We report novel causal relationships found by 4 or more MR methods between glucose and bipolar disorder (Mean Effect Size estimate across methods: 0.39) and between cystatin C and bipolar disorder (Mean Effect Size: -0.31). Based on agreement in 4 or more methods, we also identify previously known links between urate with gout and creatine with chronic kidney disease, as well as biomarkers that may be causal of cardiovascular conditions: apolipoprotein B, cholesterol, LDL, lipoprotein A, and triglycerides in coronary heart disease, as well as lipoprotein A, LDL, cholesterol, and apolipoprotein B in myocardial infarction.
This Mendelian Randomization study not only corroborates known causal relationships between circulating biomarkers and diseases but also uncovers two novel biomarkers associated with bipolar disorder that warrant further investigation. Our findings provide insight into understanding how biological processes reflecting circulating biomarkers and their associated effects may contribute to disease etiology, which can eventually help improve precision diagnostics and intervention.
循环生物标志物在个性化医疗中发挥着关键作用,为疾病筛查、预防和治疗提供了潜力。尽管众多生物标志物与疾病之间已建立了关联,但阐明它们的因果关系具有挑战性。孟德尔随机化(MR)可以通过使用基因工具来识别因果联系来解决这个问题。此外,使用多种结果重叠的MR方法可提高所发现关系的可靠性。
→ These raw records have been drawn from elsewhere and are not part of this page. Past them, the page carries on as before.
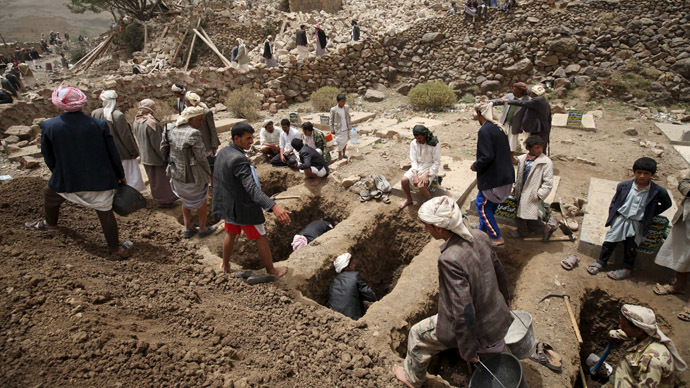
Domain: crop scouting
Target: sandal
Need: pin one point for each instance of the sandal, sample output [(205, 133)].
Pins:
[(618, 274), (594, 268), (545, 355), (665, 289), (570, 262)]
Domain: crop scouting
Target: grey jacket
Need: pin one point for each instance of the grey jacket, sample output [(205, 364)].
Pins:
[(186, 155), (347, 294), (150, 140), (236, 197), (121, 133), (473, 314), (516, 124), (334, 121)]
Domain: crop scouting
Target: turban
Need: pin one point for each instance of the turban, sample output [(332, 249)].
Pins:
[(188, 113), (299, 242), (109, 98), (538, 90), (145, 113), (194, 100), (420, 130), (341, 262), (486, 109), (68, 98), (444, 213), (644, 318)]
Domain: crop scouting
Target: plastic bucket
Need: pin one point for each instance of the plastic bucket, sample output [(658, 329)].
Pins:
[(127, 200), (504, 367), (520, 336)]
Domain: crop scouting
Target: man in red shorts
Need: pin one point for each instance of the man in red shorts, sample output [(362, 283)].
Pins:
[(238, 199)]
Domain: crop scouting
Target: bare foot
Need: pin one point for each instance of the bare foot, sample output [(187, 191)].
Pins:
[(278, 271), (405, 203), (399, 373)]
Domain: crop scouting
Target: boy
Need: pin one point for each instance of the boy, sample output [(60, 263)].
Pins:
[(348, 291), (632, 209), (533, 184)]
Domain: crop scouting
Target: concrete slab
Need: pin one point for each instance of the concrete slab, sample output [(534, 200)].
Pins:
[(593, 230), (561, 120), (225, 125), (677, 134), (684, 151), (33, 150), (404, 129)]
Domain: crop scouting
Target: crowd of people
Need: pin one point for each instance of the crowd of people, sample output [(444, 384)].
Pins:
[(89, 156)]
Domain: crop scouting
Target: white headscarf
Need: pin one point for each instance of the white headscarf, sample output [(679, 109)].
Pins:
[(188, 113), (644, 318), (341, 262), (109, 98), (444, 213)]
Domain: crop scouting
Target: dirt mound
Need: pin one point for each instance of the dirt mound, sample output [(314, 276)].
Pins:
[(71, 316)]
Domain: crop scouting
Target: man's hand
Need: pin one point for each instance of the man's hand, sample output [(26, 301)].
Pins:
[(282, 214)]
在此,我们报告一项使用多种方法的MR研究,包括逆方差加权法、简单模式、加权模式、加权中位数法和MR Egger法。我们使用MR-base资源(v0.5.6)来评估212种循环生物标志物(由Neale实验室对英国生物银行分析整理,以及来自Shin等人2014年、Roederer等人2015年和Kettunen等人2016年的研究)与99种复杂疾病(由医学研究理事会综合流行病学单位和日本生物银行从多个联盟整理)之间的因果关系。
我们报告了通过4种或更多MR方法发现的葡萄糖与双相情感障碍之间(各方法平均效应大小估计值:0.39)以及胱抑素C与双相情感障碍之间(平均效应大小:-0.31)的新因果关系。基于4种或更多方法的一致性,我们还确定了先前已知的尿酸与痛风以及肌酸与慢性肾病之间的联系,以及可能导致心血管疾病的生物标志物:冠心病中的载脂蛋白B、胆固醇、低密度脂蛋白、脂蛋白A和甘油三酯,以及心肌梗死中的脂蛋白A、低密度脂蛋白、胆固醇和载脂蛋白B。
这项孟德尔随机化研究不仅证实了循环生物标志物与疾病之间已知的因果关系,还发现了两种与双相情感障碍相关的新生物标志物,值得进一步研究。我们的发现为理解反映循环生物标志物的生物学过程及其相关效应如何可能导致疾病病因提供了见解,最终有助于改善精准诊断和干预。